Il ressort de la décision attaquée que la condamnation prononcée par le tribunal judiciaire de Versailles à l’encontre de M. B... C... le 22 septembre 2023 est fondée sur l’article 222-13 du code pénal qui figure au chapitre II du titre II du livre II de ce code. S’il ressort par ailleurs des pièces du dossier que M. B... C... a présenté une demande tendant à l’exclusion de cette condamnation des mentions du bulletin numéro 2 de son casier judiciaire, la requête formée en ce sens est datée du 9 avril 2024, soit postérieurement à la décision attaquée. Ainsi, conformément aux dispositions précitées de l’article L. 212-9 du code du sport précitées, le préfet était tenu de prendre la décision attaquée. Dès lors, eu égard à la situation de compétence liée dans laquelle il se trouvait, les moyens, relatifs à la compétence de l’auteur de l’acte et à la méconnaissance des stipulations de l’article 8 de la convention européenne de sauvegarde des droits de l'homme et des libertés fondamentales doivent être écartés comme inopérants.

Il résulte de tout ce qui précède que la requête de M. B... C... ne peut qu’être rejetée dans toutes ses conclusions.

D E C I D E :

Article 1er : La requête de M. B... C... est rejetée.
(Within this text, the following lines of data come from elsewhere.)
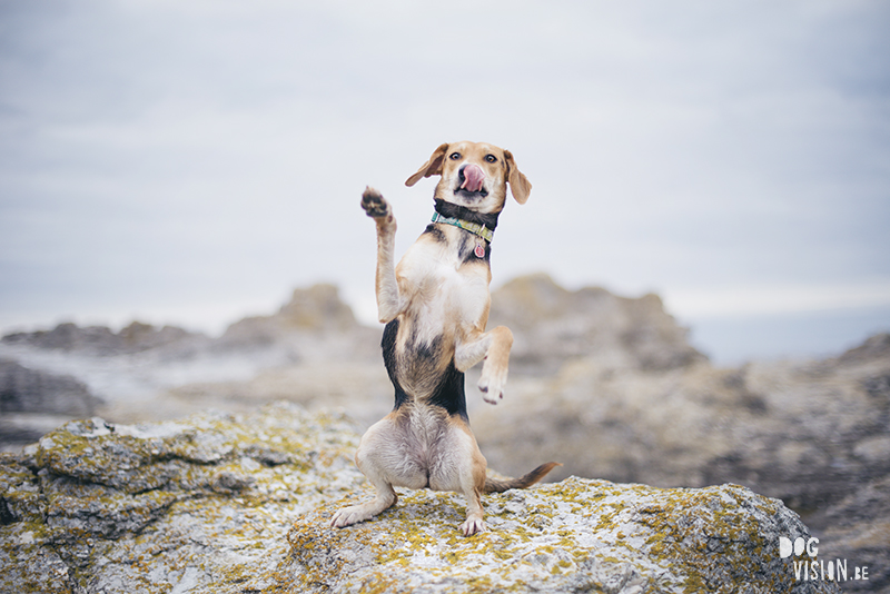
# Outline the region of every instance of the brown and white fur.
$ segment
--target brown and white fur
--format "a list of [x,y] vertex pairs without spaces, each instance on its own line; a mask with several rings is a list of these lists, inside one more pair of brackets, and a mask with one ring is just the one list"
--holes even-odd
[[[405,185],[436,175],[436,210],[488,229],[497,225],[507,184],[520,204],[532,189],[510,151],[482,142],[439,146]],[[484,360],[478,388],[485,402],[497,404],[513,344],[505,326],[485,331],[491,246],[463,228],[435,222],[395,266],[392,208],[372,188],[362,207],[377,225],[377,311],[386,324],[382,347],[395,407],[365,433],[355,455],[376,497],[339,509],[330,524],[344,527],[374,517],[398,499],[394,486],[427,487],[466,496],[461,529],[469,536],[485,529],[482,493],[527,487],[556,466],[544,464],[516,479],[487,478],[469,429],[464,372]]]

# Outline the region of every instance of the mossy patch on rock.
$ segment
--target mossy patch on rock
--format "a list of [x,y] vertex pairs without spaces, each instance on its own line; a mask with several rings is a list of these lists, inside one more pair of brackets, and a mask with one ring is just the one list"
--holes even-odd
[[[364,496],[369,496],[366,493]],[[378,518],[288,534],[285,592],[838,592],[795,582],[779,536],[808,536],[781,502],[723,485],[661,489],[576,477],[488,495],[490,531],[459,535],[459,495],[404,494]]]
[[778,538],[807,536],[781,502],[733,485],[659,489],[567,478],[464,499],[373,496],[343,415],[287,404],[135,426],[72,422],[0,456],[0,592],[837,592],[795,583]]

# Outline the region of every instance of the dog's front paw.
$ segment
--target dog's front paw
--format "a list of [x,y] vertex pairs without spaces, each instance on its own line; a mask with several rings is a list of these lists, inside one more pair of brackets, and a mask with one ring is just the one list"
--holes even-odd
[[335,528],[345,528],[353,524],[358,524],[370,517],[365,505],[350,505],[339,509],[334,517],[330,518],[330,525]]
[[386,201],[380,192],[370,186],[365,188],[364,194],[362,194],[362,208],[365,209],[368,217],[375,219],[385,218],[390,215],[389,202]]
[[483,367],[482,377],[479,377],[479,392],[482,392],[482,399],[488,404],[497,404],[504,399],[504,384],[506,378],[494,377],[493,374],[486,373]]
[[464,533],[464,536],[473,536],[474,534],[485,532],[487,529],[488,527],[481,517],[468,517],[466,518],[466,522],[461,524],[461,532]]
Article 2 : Le présent jugement sera notifié à M. A... B... C..., au ministre des sports.

Copie en sera adressée, pour information, au préfet des Yvelines.

Délibéré après l'audience du 9 février 2026, à laquelle siégeaient :

Mme Grand d’Esnon, présidente,
Mme Lutz, première conseillère,
Mme Ghiandoni, première conseillère.

Rendu public par mise à disposition au greffe le 19 février 2026.

La rapporteure,

signé

S. Ghiandoni





La présidente,

signé

J. Grand d’Esnon

La greffière,

signé

C. Delannoy

La République mande et ordonne au ministre des sports en ce qui le concerne ou à tous commissaires de justice à ce requis en ce qui concerne les voies de droit commun, contre les parties privées, de pourvoir à l'exécution de la présente décision.